North Carolina Man Charged In Plot To Shoot Americans To Show Support For ISIS

19-Year-Old North Carolina Man Charged In Plot To Kill Americans For ISIS

WASHINGTON, June 22 (Reuters) - A North Carolina man has been charged with an alleged plot to buy a semiautomatic rifle which he planned to use to kill Americans to show his support for the Islamic State militant group, the U.S. Department of Justice said on Monday.

Justin Nojan Sullivan, 19, of Morganton, North Carolina, who was arrested Friday, is due to appear in federal court in Charlotte at noon (1600 GMT), said a spokeswoman for the U.S. Attorney's Office for the Western District of North Carolina.

Sullivan is charged with one count of attempting to provide material support to Islamic State and two counts of weapons charges.

According to the complaint, Sullivan, who described himself as a Muslim convert, was tracked by the FBI after his father called the police in late April to report his son was trying to burn Buddhist religious objects in their home in an apparent Islamic-State inspired tirade and the family were scared to leave the house.

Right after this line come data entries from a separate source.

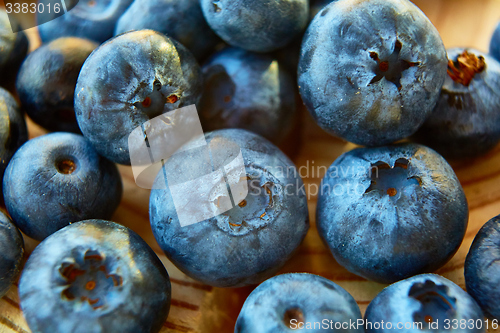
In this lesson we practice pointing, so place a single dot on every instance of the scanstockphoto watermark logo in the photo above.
(208, 179)
(44, 10)
(205, 180)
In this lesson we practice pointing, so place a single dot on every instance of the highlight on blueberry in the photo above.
(65, 181)
(94, 276)
(424, 303)
(250, 91)
(371, 81)
(482, 267)
(293, 301)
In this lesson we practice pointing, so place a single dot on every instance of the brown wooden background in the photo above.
(200, 308)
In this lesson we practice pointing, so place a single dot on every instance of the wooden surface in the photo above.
(200, 308)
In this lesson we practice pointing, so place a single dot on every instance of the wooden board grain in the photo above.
(200, 308)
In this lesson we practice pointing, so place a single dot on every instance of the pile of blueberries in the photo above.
(372, 72)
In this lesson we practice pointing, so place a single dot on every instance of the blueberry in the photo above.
(11, 253)
(291, 301)
(466, 120)
(495, 43)
(259, 25)
(57, 179)
(94, 276)
(13, 131)
(129, 80)
(482, 268)
(180, 20)
(369, 80)
(251, 241)
(47, 80)
(384, 212)
(91, 19)
(424, 303)
(250, 91)
(13, 50)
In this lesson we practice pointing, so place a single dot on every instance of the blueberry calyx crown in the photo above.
(154, 103)
(391, 68)
(89, 281)
(391, 180)
(294, 314)
(465, 67)
(435, 302)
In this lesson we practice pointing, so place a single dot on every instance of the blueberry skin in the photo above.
(259, 25)
(94, 276)
(273, 305)
(384, 212)
(11, 253)
(13, 131)
(65, 181)
(13, 50)
(482, 268)
(248, 90)
(129, 80)
(91, 19)
(495, 43)
(47, 80)
(245, 245)
(180, 20)
(420, 298)
(466, 120)
(367, 80)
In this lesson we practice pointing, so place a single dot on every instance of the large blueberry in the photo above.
(424, 303)
(13, 50)
(466, 120)
(57, 179)
(129, 80)
(181, 20)
(11, 253)
(370, 72)
(250, 91)
(94, 276)
(47, 80)
(482, 268)
(247, 243)
(13, 131)
(258, 25)
(495, 43)
(391, 212)
(91, 19)
(299, 301)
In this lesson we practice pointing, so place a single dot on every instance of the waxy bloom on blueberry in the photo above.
(247, 243)
(297, 301)
(370, 71)
(129, 80)
(11, 253)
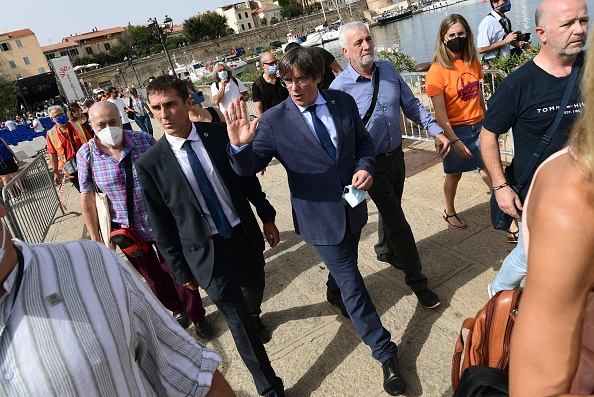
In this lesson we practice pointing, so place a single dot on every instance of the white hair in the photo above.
(348, 28)
(54, 107)
(215, 69)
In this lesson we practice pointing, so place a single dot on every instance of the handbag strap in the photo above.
(546, 139)
(129, 188)
(72, 141)
(374, 99)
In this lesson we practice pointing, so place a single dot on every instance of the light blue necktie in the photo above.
(212, 202)
(322, 132)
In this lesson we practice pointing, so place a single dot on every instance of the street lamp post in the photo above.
(121, 72)
(160, 33)
(130, 62)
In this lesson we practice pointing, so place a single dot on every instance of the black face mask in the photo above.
(457, 44)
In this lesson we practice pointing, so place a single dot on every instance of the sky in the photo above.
(52, 20)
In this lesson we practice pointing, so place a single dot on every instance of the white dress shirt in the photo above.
(323, 114)
(182, 159)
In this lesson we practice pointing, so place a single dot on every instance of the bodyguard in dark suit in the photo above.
(203, 223)
(320, 140)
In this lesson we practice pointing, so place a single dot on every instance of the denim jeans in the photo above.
(144, 122)
(514, 267)
(341, 261)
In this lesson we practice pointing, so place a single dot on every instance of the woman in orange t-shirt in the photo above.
(453, 83)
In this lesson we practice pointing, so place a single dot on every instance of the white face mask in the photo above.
(111, 136)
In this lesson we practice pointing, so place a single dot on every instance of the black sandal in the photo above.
(446, 217)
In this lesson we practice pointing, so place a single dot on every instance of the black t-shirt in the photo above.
(527, 101)
(328, 73)
(269, 94)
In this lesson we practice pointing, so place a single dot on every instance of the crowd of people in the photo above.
(185, 203)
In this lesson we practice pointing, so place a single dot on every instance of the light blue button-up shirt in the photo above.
(394, 94)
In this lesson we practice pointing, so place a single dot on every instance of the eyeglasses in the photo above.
(454, 35)
(301, 82)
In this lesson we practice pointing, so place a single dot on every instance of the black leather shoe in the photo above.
(390, 260)
(182, 319)
(263, 332)
(428, 299)
(394, 384)
(203, 329)
(336, 300)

This month, Sullivan plotted with an undercover FBI agent to buy a semi-automatic rifle at a gun show, telling the agent "the war is here," according to the complaint.

He then asked the agent to send him a homemade silencer as he planned on carrying out "minor assassinations before the big attack for training" and planned to send a video to Islamic State.

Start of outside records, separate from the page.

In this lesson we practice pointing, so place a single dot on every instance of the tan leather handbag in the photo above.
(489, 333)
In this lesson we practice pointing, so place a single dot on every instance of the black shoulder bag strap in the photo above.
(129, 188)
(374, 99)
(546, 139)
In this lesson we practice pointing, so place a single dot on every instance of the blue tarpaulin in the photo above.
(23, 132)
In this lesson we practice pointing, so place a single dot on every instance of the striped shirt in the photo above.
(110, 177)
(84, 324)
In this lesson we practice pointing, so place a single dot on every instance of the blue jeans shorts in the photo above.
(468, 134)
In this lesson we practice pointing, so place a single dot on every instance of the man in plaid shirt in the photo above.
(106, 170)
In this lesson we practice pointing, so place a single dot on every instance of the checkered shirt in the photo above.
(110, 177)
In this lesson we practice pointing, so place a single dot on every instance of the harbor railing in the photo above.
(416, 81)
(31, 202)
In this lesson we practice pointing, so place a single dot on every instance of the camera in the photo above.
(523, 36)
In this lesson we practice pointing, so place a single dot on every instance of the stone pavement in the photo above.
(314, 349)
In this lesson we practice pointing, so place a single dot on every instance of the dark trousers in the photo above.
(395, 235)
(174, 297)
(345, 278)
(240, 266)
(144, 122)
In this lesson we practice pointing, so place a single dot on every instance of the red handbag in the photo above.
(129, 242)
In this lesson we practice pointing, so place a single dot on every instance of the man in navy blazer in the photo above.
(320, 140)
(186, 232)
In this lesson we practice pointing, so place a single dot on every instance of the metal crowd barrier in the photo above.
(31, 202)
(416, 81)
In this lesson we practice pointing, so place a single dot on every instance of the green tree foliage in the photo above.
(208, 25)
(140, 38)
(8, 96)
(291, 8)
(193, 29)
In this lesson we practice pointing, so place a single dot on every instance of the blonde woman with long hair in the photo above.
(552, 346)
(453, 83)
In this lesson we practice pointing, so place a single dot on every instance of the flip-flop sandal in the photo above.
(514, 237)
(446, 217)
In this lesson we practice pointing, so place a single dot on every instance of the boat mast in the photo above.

He was arrested at his home after receiving the silencer through the mail, prosecutors said.

A spate of mostly young men have been arrested in the United States in recent months, with many plotting 'lone wolf attacks' in support of Islamic State, a violent group which controls parts of Syria and Iraq and has vowed attacks on the West.

On Friday, two men in Boston pleaded not guilty to plotting to behead Massachusetts police officers and another man was arrested in Ohio for attempting to provide material support to the militant group.